Près de 16 millions de personnes sont menacées d’insécurité alimentaire dans la région du Sahel, en Afrique centrale et de l’Ouest. Il est encore possible d’éviter que la situation ne dégénère en une grave crise alimentaire.
Pluviométrie et niveaux des ressources en eau faibles, mauvaises récoltes, manque de pâturages, prix alimentaires élevés, chute des rentrées d’argent en provenance des migrants, conflit dans le Nord du Mali… Tous les indicateurs sont au rouge, d’autant plus que beaucoup de familles ne se sont toujours pas remises des conséquences de la crise de 2010. Cela fait plusieurs mois qu’Oxfam tire la sonnette d’alarme car les systèmes d’alertes précoces ont permis de voir venir cette crise depuis la fin de l’année 2011. Si la communauté internationale et les gouvernements locaux (qui ont tous signé la Charte contre la faim) ont commencé à réagir, la situation reste critique et pourrait se transformer en urgence humanitaire. Mais il n’est pas trop tard pour éviter le pire. (...)

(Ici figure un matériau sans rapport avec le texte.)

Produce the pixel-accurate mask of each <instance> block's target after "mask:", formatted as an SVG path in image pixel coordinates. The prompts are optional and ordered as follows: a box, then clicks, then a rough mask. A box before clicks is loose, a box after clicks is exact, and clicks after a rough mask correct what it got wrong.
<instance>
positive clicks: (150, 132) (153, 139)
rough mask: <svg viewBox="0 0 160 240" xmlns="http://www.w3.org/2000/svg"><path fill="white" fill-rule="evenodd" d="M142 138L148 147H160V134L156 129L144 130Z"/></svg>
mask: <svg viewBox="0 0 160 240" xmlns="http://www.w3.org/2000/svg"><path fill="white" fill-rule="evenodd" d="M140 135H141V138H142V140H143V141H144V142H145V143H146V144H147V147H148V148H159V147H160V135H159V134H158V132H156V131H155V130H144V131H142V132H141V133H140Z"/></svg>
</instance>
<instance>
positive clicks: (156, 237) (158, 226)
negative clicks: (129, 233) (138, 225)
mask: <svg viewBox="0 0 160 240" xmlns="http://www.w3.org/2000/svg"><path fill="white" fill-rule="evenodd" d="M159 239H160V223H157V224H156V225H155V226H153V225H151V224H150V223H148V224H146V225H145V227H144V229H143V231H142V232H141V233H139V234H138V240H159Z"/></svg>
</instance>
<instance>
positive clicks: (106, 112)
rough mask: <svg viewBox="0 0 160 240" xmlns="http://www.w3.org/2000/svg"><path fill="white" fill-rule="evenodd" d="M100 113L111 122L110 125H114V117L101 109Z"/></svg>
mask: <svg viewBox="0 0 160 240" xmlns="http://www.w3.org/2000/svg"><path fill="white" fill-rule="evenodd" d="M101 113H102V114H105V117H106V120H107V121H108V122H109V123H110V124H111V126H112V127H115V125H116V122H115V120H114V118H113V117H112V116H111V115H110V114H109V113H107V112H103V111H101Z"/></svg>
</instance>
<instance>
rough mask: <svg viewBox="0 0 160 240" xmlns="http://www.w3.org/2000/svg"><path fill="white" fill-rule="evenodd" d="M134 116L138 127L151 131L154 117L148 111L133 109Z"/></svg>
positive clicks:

Dans toute la région, les prix des denrées alimentaires sont en moyenne de 30% à 60% plus élevés que la moyenne de ces cinq dernières années (+ 60% à 85% pour le maïs !), et la production agricole dans la région est de 25% inférieure à celle de 2010. La Mauritanie et le Tchad, pays les plus touchés, ont connu une baisse de leurs productions céréalières de respectivement 52% et 50%.
De plus, le conflit dans le nord du Mali a jeté 200 000 personnes sur les routes. Près de la moitié d’entre elles ont passé la frontière avec le Burkina Faso, le Niger ou la Mauritanie.
Au Tchad, Burkina Faso, Mali, Mauritanie, Niger et dans le nord du Sénégal les taux de malnutrition oscillent entre 10% et 15%, et dépassent même le seuil d’urgence de 15% dans certaines régions. Plus d’un million d’enfants font face à un risque de malnutrition sévère.
Dans certaines régions du Tchad, où 3,6 millions de personnes, soit plus de 30% de la population, sont confrontées à l’insécurité alimentaire, des villageois en sont réduits à détruire les fourmilières pour récupérer les céréales stockées par les fourmis. Au Sénégal, 850 000 personnes vivent dans des zones à risques.
Au Niger, ce sont plus de 5,4 millions de personnes qui seraient en situation d’insécurité alimentaire, plus du tiers de la population du pays. En Mauritanie, 700 000 personnes, près d’une famille sur quatre, arrivent difficilement à couvrir leurs besoins alimentaires quotidiens. Au Mali et au Burkina Faso, respectivement 3,6 millions et 2 millions de personnes risquent d’être affectées par cette crise. (...)
Oxfam, présent dans la région depuis plus de 45 ans, a déjà renforcé ses opérations afin de répondre dès à présent aux besoins des populations les plus vulnérables et atteindre un million de personnes dans six pays de la région. Dans plusieurs régions affectées, nous aidons les communautés à renforcer leurs capacités de résilience face à la crise qui s’annonce et nous avons commencé à fournir une aide d’urgence. (...)
Pour éviter que ces crises ne se répètent encore et encore, il faut absolument agir sur leurs causes profondes et structurelles et aider sur le long terme les populations les plus pauvres de cette région dans laquelle, chaque année "normale" (hors période de crise), plus de 200 000 enfants meurent de maladies liées à la malnutrition.
Depuis plus de 20 ans, ici, en France, nous défendons la mise en œuvre de politiques agricoles et alimentaires, commerciales et climatiques au Nord et au Sud qui soient cohérentes et permettent de répondre aux enjeux de la faim et de la pauvreté dans les pays du Sud.
Seule la mise en place d’actions de fond et à long terme permettra de rompre le cycle incessant des crises alimentaires. Pour aider la région du Sahel à sortir de l’extrême pauvreté, il est nécessaire de mettre en place une agriculture locale de meilleure qualité et plus résiliente. Pour cela, en France et dans la région sahélienne avec les organisations locales sur place, nous allons renforcer nos actions de plaidoyer pour demander un investissement plus fort dans l’agriculture familiale des pays du Sahel, un soutien des pays riches à l’agriculture vivrière des pays du Sud, une meilleure régulation des prix agricoles sur les marchés internationaux, des financements pour l’adaptation des pratiques agricoles aux conséquences du changement climatique.